Consider three words — cat, dog and bird. Each word can be represented by a numerical vector in a high-dimensional space. The vector captures three dimensions — x, y and z.
Cat could be represented by [0.8, 0.2, 0.5]
Dog could be represented by [0.7, 0.3, 0.6]
Bird could be represented by [0.3, 0.9, 0.2]
x, y and z could represent size, animal type and habitat (a different aspect of the word’s meaning or usage).
Algorithms analyze large amounts of text data and construct these word embeddings. These encode semantic and syntactic information about words.
These representations are standardized to a certain extent. However, there is no single standard. Word embeddings (Word2Vec, GloVe and FastText) are popular approaches for generating vector representations of words. These vectors are of fixed length. It facilitates standardization across words and models. What varies are the specific dimensions and values within these vectors, depending on the algorithm used, and the training data used.
Without using these algorithms too, words can be converted into vectors. The approach is called one-hot encoding. Here, each word in the vocabulary is represented as a vector where all elements are 0 except for the element corresponding to the index of that word in the vocabulary, which is 1. Let us consider a small vocabulary with three words : eat, dog and bird.
Cat could be represented as [1, 0, 0]
Dog could be represented as [ 0, 1, 0]
Bird could be represented as [ 0, 0, 1]
The vectors created are sparse vectors, where most elements are zero. However, one-hot encodings do not capture the semantic relationships between words (like embeddings do). They can result into very high-dimensional representations for large vocabularies.
Index here refers to its position in pre-defined vocabulary. Each word has a unique index. The element corresponding to the word’s index is set to 1. All other elements are set to 0.
In the three-word vocabulary of cat, dog and bird, let us consider the indices assigned.
Cat _> index 0
Dog _> index 1
Bird _> index 2
Cat has three elements in the vector. The element at index 0 (corresponding to cat ) would be set to 1.
The other elements would be set to 0.
Dog and Bird — 1 would move to their respective index. It is thus a binary vector with a single 1. (including the position of the world in the vocabulary).
We now know what a sparse vector is. Let us consider now a dense vector where most of its elements are non-zero. Dense vectors are typically used (rather than sparse vectors).
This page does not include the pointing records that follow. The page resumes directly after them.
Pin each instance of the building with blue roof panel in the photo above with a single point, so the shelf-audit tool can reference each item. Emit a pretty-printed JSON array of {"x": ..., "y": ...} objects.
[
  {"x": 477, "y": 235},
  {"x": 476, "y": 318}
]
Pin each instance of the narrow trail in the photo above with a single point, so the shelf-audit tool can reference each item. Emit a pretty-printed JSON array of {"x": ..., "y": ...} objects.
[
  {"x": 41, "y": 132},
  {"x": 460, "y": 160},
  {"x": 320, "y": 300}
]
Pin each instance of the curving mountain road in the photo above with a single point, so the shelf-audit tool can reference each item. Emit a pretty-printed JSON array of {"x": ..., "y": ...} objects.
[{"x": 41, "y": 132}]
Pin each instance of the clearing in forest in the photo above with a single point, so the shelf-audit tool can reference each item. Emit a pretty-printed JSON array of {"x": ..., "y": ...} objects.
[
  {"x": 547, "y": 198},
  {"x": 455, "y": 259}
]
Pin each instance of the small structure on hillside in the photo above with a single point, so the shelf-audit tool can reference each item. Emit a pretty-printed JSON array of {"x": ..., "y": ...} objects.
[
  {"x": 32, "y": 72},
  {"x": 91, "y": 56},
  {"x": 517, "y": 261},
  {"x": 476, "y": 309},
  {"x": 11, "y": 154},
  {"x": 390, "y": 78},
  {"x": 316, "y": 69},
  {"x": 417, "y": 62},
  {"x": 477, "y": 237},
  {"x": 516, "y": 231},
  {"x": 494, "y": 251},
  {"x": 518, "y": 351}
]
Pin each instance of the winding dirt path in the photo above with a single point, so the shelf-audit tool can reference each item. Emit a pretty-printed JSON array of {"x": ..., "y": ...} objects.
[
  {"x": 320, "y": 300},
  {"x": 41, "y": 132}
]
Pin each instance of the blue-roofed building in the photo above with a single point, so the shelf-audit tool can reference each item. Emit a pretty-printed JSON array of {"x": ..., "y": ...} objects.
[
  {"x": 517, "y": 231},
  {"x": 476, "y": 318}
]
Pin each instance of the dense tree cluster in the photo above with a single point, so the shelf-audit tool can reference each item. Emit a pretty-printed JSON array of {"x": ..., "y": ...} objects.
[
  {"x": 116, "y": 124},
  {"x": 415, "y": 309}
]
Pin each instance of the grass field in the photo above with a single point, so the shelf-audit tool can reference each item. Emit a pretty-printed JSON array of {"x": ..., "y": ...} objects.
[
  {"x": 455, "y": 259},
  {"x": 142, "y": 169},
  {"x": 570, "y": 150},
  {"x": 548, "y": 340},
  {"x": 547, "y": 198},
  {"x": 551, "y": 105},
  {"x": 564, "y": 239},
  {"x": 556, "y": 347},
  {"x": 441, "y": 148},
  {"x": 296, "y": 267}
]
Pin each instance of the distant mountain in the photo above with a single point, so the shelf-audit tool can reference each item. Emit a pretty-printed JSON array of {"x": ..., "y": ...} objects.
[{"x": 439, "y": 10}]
Dense vectors are often used in word embeddings. Each word is represented by a vector of real numbers (floats). It is in a continuous vector space. The real numbers capture nuanced relationship between words.
Each dimension of the vector might represent a different aspect of the word’s meaning or context. These are generally lower-dimensional (compared to one-hot encodings). They are computationally more efficient and are able to capture subtle semantic relationships between words.
Though the data stored in the hardware is in vectors (word embeddings), the answers to our prompts are in the natural text.
It involves a process of decoding these representations back into the natural language.
The input prompts is processed. It is converted into corresponding embeddings. These embedding go into the model. They are processed into layers (RNNS, transformers or other architectures). The model learns to generate text based on input embedding and context provided.
The output is a sequence of tokens or words embeddings. They are decoded back into text. It involves selecting the most probable word for each position in the sequence (based on the model’s learned probabilities in training). It can also use techniques such as beam search or sampling.
In post-processing, coherence and readability of the output is checked. Duplicate phrases are removed. Grammatical mistakes are corrected. The style is adjusted to match the input prompt or context.